PLANTANDO ÁGUA

14/11/2018

Empresas encontram soluções para a atual insegurança hídrica na conservação e no restauro da paisagem natural

Por Magali Cabral

Todas as empresas usam água em seus processos e cadeias produtivas. Algumas mais, outras menos. Só mesmo gestores muito desatentos não enxergariam o risco de escassez hídrica que já se instalou nitidamente em algumas regiões do País. A conservação e recuperação de florestas têm se apresentado como uma solução tão interessante para a redução do risco hídrico empresarial que duas das empresas selecionadas na chamada de casos Gestão Empresarial de Capital Natural apresentaram ações nesse sentido.

São elas a Sabesp – empresa de capital misto que abastece 368 municípios paulistas na distribuição de água, coleta e tratamento de esgoto – com o caso “Programa Cinturão Verde dos Mananciais Metropolitanos”; e a Nespresso, unidade de negócios em café dentro da multinacional suíça Nestlé, com o programa “Consórcio Cerrado das Águas”.

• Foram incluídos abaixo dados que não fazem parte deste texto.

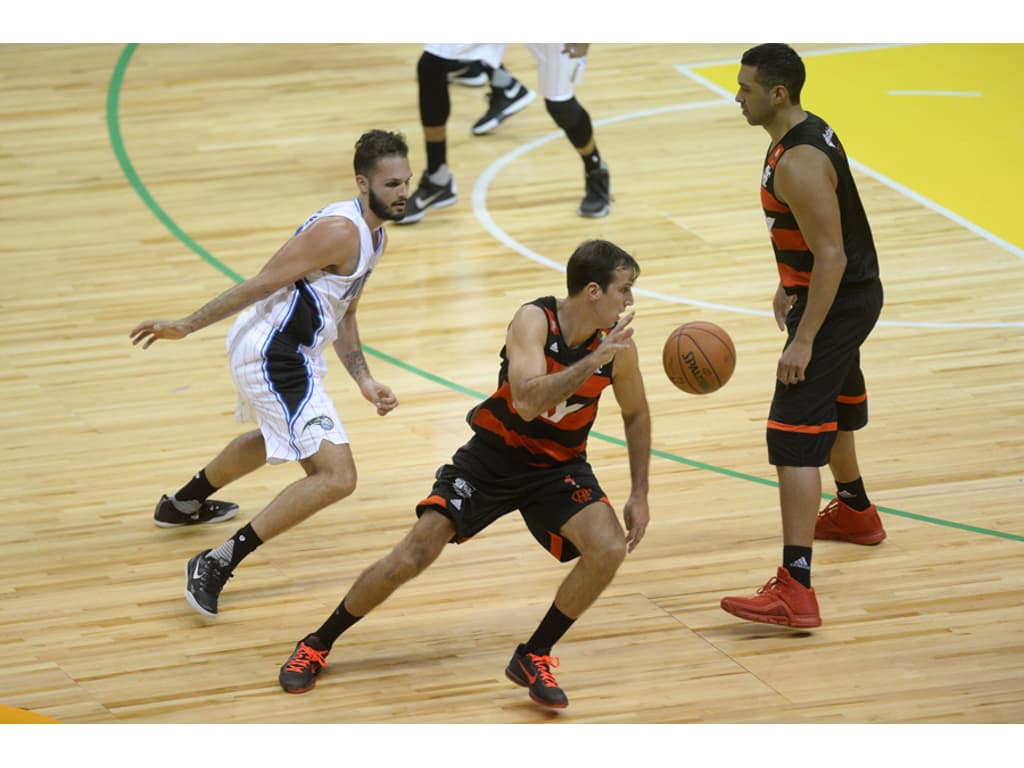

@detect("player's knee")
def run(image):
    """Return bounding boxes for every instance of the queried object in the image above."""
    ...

Durante a maior crise hídrica de São Paulo, que se estendeu de dezembro de 2014 a início de 2016, a Sabesp recebeu críticas de vários lados, não apenas pela forma como vinha gerindo a empresa, mas também por uma suposta falta de posicionamento sobre as questões ambientais relacionadas ao desabastecimento. A resposta às críticas veio em 2017 no livro digital Muito Além da Água. O propósito da publicação foi comunicar ao público a existência do programa Cinturão Verde dos Mananciais, que abrange as regiões dos sistemas de abastecimento Cantareira, Alto Cotia, Rio Claro e Fazenda Capivari, na Região Metropolitana de São Paulo.

Na apresentação, o presidente da Sabesp, Jerson Kelman, admite que a grave crise hídrica que se abateu sobre São Paulo na ocasião deixou evidente a importância da gestão eficiente e sustentável dos recursos naturais na prevenção de futuras adversidades climáticas. “Recuperar e preservar os recursos naturais nas regiões do cinturão verde, mais do que uma obrigação, é uma diretriz estratégica para garantir a entrega de água aos mais de 28 milhões de consumidores”, registrou.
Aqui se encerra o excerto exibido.